Let Us Destroy It!

He took the proclamation, held it for a moment while he looked around the circle, and then crumpled it suddenly, angrily, in his fist. Throwing it to the floor, he set his foot on it.

“I say,” he cried with flashing eyes, “let him destroy it! Better still, let us destroy it! When the enemy approaches, let us send our Boston town up in flame and fragments! Let us leave him not so much as a rivet to pick up for loot!”

There were many men there, of many minds. They had many interests to guard, and many responsibilities to bear. But for a moment he carried them with him. They waved their hands and shouted assent.

It was only for a moment. “If all thought like you!” said one, an old, grave man. “But we have 700,000 people, and they are not soldiers or philosophers. They’re human men. It is laid on us to protect them, at whatever price to our National pride. If humiliation is the price that we must pay for our past carelessness, why, gentlemen, we must pay it, bitter though it is.”

So it was in New York, in Philadelphia, in a score of cities between and around them. Everywhere was the first outburst of fury and unrecking heroism, and then the sober second thought born not of cowardice but of cold logic. This north-eastern Atlantic seaboard with its chain of twelve million city dwellers, was no Holland to drown itself under its own sea in order to destroy its foe. These cities were no Moscows, to devour themselves in fire that the enemy might perish with them. This was the United States of America, and this was the Twentieth Century—and the men, no less brave, no less patriotic, faced the conditions of their place and time.
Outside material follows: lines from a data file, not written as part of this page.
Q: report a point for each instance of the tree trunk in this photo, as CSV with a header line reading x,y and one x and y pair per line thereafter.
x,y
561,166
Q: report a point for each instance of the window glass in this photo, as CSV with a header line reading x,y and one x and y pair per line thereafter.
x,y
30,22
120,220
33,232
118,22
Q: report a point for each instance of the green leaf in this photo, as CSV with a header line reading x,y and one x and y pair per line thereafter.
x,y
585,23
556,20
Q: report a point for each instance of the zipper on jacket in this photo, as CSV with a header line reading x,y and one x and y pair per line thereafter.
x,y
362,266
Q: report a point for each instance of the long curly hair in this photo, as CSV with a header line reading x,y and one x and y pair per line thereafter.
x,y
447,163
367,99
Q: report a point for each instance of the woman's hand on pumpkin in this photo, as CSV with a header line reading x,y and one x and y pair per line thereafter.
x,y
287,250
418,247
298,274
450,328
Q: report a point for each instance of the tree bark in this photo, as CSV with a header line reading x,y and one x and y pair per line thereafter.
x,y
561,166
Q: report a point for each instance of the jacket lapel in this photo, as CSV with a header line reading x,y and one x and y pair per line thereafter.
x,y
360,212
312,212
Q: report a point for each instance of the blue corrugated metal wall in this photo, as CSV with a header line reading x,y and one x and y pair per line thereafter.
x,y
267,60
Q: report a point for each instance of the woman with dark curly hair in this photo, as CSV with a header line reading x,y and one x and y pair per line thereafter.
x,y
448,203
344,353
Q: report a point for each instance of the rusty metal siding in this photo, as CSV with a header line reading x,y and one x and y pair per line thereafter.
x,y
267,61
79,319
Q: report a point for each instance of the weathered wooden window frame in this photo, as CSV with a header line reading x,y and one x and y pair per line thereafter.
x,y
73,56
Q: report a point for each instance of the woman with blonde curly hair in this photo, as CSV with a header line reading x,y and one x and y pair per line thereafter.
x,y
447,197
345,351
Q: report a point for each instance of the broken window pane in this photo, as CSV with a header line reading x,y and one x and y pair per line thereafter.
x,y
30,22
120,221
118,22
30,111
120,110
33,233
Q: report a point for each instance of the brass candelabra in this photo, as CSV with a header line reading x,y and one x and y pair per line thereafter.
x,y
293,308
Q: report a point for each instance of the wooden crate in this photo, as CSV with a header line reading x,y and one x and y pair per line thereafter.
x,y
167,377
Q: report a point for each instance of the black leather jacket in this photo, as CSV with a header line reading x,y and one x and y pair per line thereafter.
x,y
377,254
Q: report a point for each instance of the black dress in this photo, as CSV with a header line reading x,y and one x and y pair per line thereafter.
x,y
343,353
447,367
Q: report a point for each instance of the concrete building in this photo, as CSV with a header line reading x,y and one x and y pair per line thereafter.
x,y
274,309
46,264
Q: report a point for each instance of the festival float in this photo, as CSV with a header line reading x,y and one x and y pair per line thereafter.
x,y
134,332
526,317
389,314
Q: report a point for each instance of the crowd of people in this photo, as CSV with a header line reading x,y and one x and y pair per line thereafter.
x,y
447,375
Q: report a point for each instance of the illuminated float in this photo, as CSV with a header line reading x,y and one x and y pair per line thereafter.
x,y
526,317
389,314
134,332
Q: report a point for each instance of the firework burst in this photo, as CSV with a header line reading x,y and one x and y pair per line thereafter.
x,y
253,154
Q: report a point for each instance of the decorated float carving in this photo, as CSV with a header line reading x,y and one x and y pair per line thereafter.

They faced it from Portland, Maine, to the Capes of Virginia. If the army could not stop the invader, they must fall.

They formed committees of safety. They wrestled with their top-heavy municipal machineries to make them answer the sharp need. Under the stress, all the defects of their political rule stood out uncompromisingly, not to be denied. Their over-staffed departments were lost in the ingenious mazes of their own contriving. There was only one answer to the inextricable, blind confusion. It was martial law.
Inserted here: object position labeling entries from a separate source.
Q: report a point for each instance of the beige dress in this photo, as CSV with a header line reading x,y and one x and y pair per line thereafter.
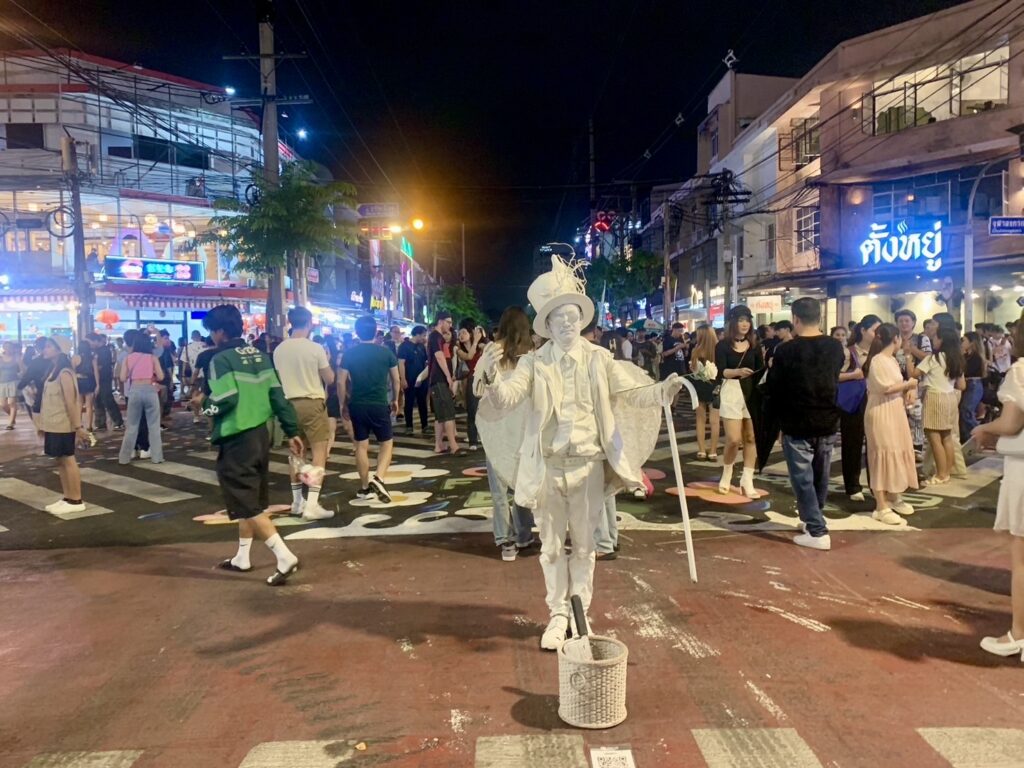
x,y
890,446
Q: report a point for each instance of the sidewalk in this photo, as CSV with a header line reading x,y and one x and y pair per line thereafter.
x,y
424,652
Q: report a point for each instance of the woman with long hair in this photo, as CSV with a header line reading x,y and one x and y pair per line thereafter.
x,y
513,527
852,401
975,371
739,360
1010,510
891,467
704,351
942,374
60,423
Volunteers Who Could Not Even Be Shod

But here, too, there was inefficiency—inefficiency that had been cultivated and tended, like a plant, by politics through the heedless years. In the armories there were no reserve supplies of weapons or ammunition for the volunteers who came to offer their services. Although the United States government had given the States enough money annually for many years back to equip them to full war-strength; and although the militia nowhere had maintained even one-half of that strength, there were no reserves of blankets, of uniforms, of tents, of cots. Doctors who offered their services found that there was no place for them, because there were no ambulances, no field hospitals, no surgical instruments, no anæsthetics and no medicines. There had not been enough for the troops that took the field, though every company had less men than even its insufficient peace strength demanded.[44]